本連載では取り上げませんでしたが、2018年1月のOfficeの更新プログラムで、脆弱性を理由に「数式エディターv3」が予告なく、機能ごと削除されるということもありました。
Windows 10の“事実上のアップグレードインストール”である「機能更新プログラム」については、筆者が2月に実際に経験した、意図しない延期設定を無視した半強制的なアップグレードには少し怒りさえ覚えました(第121回)。
10月にリリースされ、11月に再リリースされた「Windows 10 October 2018 Update(バージョン1809)」の騒動は、まだ記憶に新しいと思います。記憶に新しいというよりも、この騒動は“現在進行形”であり、Windows Updateを通じてこの機能更新プログラムを既に受け取った人はまだごく少数のようです。後4カ月もすれば次のバージョン(「19H1」と呼ばれるバージョン1903、バージョン番号は予定、時期は未定)がリリースされると思うと、「サービスとしてのWindows(Windows as a Service:WaaS)」はこの先、大丈夫なのか不安になります。
既にWindows 10 バージョン1809を利用しているユーザーの中には、12月初めにWindows Updateの「更新プログラムのチェック」をクリックして検出された更新プログラム、あるいはその時期に自動更新でインストールされた更新プログラムに、何か気が付いたことはないでしょうか。Windows 10 バージョン1809に対しては、12月5日(米国時間)に以下の3つの品質更新プログラムがリリースされました(画面1)。
多くの方が、次の2つの点に気が付いたと思います。一つは、12月にリリースされたにもかかわらず「2018-11」という名前を冠した更新プログラムが2つあること。そしてもう一つは、「Preview of Cumulative Update for .NET Framework」という見慣れない名前の更新プログラムが提供されたことです。
1つ目の「KB4469342」はOSビルド17763.168に更新する累積更新プログラム、2つ目の「KB4471331」はAdobe Flash Playerの緊急の脆弱性に対応した当時の最新バージョン32.0.0.101、3つ目の「KB4469041」はWindows 10 バージョン1809の.NET Frameworkの累積更新プログラムです。

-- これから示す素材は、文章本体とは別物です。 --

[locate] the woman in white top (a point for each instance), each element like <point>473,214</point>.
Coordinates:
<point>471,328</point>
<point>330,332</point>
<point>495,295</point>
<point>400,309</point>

Windows 10 バージョン1803以前は、.NET Frameworkの更新はWindows 10の累積更新プログラムに含まれていましたが、Windows 10 バージョン1809からは.NET Frameworkの更新プログラムとして分離されました。その初めての更新プログラムです。
Windows 10にWindows Updateで提供される更新プログラムの種類やタイミング、Windows 10 バージョン1809からの.NET Frameworkの更新の分離については、第139回で説明を試みました。